Keizersgracht 451-1V, 1017 DK Amsterdam
Postbus 10012, 1001 EA Amsterdam

T +31 20 737 20 66
F +31 20 796 92 22

Passende beoordeling niet verplicht ondanks inhoudelijke ecologische voortoets

Terug naar overzicht

Marieke schreef een noot onder ABRvS 16 oktober 2013, ECLI:NL:RVS:2013:1573 inz. Passende beoordeling niet verplicht ondanks inhoudelijke ecologische voortoets, MenR 2014/57.

 

(1)
Deze uitspraak is, voor zover het de toepassing van de Natuurbeschermingswet 1998 (‘Nbw 1998’) betreft, een van de weinige uitspraken waarin door de ABRvS wordt vastgesteld dat terecht geen passende beoordeling voor een plan is opgesteld, zeker in een situatie waarin toch het nodige ecologische onderzoek (kennelijk) noodzakelijk was om deze conclusie te trekken. De uitspraak is daarmee dus het signaleren waard.
(2)
Kort even de achtergrond.
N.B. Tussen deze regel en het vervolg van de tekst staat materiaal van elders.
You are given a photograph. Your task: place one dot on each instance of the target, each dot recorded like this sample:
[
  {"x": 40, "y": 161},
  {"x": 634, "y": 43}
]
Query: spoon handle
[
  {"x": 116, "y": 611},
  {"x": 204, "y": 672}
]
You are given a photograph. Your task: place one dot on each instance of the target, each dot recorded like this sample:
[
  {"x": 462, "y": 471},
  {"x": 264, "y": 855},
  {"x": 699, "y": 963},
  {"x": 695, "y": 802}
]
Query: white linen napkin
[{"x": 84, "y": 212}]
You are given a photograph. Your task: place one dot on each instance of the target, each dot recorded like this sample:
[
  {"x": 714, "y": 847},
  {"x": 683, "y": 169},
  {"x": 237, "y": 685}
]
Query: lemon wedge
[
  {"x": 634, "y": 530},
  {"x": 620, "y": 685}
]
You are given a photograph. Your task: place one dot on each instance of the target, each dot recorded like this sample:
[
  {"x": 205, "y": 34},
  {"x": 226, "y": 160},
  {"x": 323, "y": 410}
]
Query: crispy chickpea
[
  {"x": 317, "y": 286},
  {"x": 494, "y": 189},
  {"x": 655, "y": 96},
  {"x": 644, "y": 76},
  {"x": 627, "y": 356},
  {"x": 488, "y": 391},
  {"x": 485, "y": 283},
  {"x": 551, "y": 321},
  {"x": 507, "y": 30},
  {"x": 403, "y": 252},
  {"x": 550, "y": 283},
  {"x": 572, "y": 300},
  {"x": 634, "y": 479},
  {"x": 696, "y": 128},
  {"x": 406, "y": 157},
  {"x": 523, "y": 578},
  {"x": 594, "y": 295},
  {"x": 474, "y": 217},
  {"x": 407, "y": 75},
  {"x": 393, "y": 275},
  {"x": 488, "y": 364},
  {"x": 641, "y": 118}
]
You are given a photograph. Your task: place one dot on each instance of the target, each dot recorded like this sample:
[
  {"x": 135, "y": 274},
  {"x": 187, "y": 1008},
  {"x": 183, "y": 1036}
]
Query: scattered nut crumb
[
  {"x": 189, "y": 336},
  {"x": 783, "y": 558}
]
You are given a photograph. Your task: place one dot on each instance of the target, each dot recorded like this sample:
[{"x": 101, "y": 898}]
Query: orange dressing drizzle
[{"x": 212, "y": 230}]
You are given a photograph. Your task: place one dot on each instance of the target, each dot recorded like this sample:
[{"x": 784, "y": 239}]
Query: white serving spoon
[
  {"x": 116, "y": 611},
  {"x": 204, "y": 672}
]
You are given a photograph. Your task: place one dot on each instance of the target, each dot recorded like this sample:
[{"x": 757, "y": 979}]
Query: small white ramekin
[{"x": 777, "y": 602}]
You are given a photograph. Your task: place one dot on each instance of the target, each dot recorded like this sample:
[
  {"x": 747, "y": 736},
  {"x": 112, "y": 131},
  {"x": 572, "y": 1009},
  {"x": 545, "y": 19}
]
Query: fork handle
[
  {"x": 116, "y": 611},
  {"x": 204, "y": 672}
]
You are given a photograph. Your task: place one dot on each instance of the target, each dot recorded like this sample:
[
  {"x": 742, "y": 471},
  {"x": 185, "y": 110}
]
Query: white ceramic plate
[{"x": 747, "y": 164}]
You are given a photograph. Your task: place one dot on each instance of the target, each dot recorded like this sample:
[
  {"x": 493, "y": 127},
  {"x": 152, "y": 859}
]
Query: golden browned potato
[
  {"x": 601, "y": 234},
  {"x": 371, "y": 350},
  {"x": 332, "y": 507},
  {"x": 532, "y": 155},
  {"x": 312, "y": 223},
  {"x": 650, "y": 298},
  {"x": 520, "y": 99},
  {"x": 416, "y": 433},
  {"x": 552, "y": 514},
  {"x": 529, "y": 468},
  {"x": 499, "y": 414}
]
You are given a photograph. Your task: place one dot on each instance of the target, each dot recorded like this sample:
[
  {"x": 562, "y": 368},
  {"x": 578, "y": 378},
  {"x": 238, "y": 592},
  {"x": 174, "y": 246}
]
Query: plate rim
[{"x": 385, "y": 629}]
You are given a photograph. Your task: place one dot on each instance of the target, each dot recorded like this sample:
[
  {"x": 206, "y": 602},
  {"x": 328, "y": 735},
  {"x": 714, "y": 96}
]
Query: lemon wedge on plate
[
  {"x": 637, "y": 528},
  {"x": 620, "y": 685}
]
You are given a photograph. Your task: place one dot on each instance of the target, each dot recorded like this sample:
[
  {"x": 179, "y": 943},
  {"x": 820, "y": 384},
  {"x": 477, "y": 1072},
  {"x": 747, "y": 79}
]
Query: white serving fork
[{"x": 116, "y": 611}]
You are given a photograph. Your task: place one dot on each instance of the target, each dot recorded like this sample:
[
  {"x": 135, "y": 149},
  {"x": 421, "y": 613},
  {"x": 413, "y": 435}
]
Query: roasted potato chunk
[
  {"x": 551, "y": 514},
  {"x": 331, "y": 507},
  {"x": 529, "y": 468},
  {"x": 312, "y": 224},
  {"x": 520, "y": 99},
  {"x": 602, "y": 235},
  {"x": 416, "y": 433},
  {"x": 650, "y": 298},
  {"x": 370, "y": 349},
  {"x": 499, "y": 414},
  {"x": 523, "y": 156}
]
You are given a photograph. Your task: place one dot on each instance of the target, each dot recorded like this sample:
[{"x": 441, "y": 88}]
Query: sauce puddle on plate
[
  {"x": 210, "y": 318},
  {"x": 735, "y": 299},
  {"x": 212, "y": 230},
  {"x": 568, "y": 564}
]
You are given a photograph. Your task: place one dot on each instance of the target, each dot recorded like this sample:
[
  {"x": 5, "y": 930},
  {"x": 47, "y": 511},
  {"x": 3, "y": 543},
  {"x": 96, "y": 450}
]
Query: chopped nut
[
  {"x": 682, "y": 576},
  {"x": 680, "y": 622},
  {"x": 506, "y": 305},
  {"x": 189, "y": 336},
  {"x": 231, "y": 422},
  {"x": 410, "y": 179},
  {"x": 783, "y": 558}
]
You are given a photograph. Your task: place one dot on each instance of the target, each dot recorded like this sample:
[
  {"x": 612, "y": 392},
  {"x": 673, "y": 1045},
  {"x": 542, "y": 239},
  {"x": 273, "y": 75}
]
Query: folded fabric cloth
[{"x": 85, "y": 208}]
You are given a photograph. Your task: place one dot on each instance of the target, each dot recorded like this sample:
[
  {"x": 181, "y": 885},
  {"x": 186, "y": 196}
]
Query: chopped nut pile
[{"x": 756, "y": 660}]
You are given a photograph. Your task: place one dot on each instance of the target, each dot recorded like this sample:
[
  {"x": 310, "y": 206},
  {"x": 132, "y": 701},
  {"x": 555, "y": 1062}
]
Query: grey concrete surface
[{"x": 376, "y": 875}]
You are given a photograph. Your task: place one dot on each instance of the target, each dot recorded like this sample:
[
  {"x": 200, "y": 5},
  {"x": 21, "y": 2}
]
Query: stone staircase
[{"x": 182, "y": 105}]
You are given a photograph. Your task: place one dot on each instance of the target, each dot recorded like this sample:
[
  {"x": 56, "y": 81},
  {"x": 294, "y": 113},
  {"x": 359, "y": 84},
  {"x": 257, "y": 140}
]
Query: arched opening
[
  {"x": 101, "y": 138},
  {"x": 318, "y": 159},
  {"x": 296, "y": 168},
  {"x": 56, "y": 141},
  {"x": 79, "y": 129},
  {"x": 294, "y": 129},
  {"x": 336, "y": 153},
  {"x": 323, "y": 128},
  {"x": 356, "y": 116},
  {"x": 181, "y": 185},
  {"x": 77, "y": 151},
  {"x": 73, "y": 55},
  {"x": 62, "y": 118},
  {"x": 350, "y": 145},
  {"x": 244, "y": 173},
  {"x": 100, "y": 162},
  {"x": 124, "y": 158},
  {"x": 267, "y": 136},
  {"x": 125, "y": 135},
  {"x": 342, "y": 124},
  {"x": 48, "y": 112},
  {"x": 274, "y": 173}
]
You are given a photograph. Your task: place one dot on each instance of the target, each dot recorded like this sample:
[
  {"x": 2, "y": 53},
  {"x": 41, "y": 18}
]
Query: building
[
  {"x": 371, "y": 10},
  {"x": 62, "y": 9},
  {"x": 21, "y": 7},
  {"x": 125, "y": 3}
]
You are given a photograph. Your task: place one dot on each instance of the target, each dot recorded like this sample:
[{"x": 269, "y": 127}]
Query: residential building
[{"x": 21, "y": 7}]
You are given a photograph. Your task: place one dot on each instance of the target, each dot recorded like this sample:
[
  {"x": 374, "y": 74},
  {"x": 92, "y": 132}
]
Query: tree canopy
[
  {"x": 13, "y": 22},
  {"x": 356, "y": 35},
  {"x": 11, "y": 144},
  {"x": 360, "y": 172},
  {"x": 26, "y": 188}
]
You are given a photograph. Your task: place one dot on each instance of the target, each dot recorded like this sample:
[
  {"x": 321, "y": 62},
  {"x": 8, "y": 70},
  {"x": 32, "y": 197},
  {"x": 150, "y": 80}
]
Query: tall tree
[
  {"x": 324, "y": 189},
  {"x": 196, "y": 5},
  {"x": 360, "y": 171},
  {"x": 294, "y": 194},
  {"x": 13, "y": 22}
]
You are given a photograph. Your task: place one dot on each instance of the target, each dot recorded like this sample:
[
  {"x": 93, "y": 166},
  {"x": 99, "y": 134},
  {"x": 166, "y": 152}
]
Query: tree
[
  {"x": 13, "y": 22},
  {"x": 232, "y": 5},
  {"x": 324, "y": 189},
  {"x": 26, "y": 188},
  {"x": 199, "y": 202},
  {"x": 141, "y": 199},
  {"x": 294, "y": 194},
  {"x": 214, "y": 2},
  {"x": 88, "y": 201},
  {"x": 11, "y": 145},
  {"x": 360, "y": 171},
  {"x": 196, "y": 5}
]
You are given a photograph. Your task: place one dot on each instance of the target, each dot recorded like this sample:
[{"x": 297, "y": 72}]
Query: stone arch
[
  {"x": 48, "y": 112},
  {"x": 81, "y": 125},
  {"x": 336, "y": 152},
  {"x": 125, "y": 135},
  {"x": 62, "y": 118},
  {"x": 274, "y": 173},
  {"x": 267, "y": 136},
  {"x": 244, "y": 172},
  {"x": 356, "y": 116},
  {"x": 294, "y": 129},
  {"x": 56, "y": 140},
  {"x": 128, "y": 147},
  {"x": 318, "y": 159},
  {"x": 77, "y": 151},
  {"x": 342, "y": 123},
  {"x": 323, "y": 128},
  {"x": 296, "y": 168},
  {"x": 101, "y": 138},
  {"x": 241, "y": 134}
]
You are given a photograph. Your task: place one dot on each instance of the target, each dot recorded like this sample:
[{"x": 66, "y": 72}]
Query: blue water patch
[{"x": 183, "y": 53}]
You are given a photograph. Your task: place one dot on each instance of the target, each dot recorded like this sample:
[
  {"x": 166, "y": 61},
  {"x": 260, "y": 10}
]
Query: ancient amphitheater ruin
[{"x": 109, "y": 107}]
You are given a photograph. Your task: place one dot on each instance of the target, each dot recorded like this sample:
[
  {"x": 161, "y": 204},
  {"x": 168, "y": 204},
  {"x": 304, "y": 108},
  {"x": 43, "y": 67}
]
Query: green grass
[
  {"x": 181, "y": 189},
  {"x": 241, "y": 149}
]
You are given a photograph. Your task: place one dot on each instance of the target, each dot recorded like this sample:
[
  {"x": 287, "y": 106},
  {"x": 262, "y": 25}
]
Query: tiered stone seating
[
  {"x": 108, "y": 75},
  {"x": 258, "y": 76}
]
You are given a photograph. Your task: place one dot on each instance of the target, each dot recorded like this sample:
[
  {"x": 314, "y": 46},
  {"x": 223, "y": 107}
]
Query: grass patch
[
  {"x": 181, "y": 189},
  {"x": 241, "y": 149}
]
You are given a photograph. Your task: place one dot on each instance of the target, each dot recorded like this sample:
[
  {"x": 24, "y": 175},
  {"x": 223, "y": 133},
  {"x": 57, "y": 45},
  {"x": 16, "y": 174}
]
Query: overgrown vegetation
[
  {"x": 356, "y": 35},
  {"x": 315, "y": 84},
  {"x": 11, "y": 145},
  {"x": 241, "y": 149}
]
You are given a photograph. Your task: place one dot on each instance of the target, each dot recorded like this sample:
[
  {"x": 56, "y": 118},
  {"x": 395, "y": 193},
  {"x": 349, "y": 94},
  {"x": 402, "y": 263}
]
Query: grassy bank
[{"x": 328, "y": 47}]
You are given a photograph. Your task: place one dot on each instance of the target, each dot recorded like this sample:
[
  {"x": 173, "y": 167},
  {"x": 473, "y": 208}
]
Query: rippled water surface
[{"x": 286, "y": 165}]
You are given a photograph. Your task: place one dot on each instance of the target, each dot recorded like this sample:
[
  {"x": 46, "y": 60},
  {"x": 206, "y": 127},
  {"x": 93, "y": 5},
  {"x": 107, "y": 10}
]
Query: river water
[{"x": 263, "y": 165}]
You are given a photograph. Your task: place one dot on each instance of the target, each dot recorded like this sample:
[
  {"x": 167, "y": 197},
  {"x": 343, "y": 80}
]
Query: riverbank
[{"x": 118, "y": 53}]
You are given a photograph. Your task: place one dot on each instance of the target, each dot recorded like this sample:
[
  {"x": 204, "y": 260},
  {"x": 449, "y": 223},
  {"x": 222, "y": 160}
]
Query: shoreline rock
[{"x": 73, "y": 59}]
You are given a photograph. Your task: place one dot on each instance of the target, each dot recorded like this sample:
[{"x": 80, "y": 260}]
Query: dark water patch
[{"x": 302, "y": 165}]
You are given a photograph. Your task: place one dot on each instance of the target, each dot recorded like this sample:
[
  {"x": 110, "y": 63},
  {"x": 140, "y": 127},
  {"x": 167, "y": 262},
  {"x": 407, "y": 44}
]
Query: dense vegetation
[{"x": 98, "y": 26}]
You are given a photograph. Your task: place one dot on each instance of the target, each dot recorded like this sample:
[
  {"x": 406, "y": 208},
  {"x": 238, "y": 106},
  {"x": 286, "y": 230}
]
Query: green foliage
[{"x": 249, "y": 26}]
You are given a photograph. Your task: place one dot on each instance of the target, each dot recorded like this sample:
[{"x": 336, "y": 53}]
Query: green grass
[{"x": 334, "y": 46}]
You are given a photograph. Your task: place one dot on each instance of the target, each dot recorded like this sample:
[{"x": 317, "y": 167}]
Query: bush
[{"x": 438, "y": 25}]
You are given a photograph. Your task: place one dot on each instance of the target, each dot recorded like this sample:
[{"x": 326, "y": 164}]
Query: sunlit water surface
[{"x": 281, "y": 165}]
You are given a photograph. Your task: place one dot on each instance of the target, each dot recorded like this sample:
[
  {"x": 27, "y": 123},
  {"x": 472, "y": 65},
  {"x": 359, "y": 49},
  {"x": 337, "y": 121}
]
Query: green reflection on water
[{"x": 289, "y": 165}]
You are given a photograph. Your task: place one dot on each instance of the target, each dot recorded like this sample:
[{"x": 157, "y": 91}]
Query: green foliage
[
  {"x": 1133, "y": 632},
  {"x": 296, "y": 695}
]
Voor plannen die een mogelijk significant negatief effect hebben, moet op grond van art. 19j Nbw 1998 een passende beoordeling worden opgesteld. Dergelijke plannen kunnen vervolgens pas worden vastgesteld als op basis van deze passende beoordeling de zekerheid is verkregen dat de natuurlijke kenmerken van een gebied niet worden aangetast. Het opstellen van een passende beoordeling leidt vaak al in zijn algemeenheid tot de nodige vertraging; er is in ieder geval veel tijd mee gemoeid. De verplichting om een passende beoordeling voor een plan op te stellen heeft echter ook nog eens de tijdrovende bijkomstigheid dat vervolgens ook een directe verplichting ontstaat om een plan-MER op te stellen. Dit volgt uit art. 7.2a Wet milieubeheer. Zou blijken dat ten onrechte geen passende beoordeling is verricht, dan heeft dit uiteindelijk dus verregaande consequenties. Het niet opstellen van een plan-MER is, logischerwijs, geen gebrek dat middels een tussenuitspraak kan worden hersteld (zie ABRvS 27 december 2012, nr. 201207674), zodat e.e.a. ertoe leidt dat het plan vernietigd wordt en veelal de procedure vanaf de terinzagelegging van het ontwerp-plan opnieuw moet worden doorlopen. Kortom: de consequentie van een onjuiste conclusie is groot!
(3)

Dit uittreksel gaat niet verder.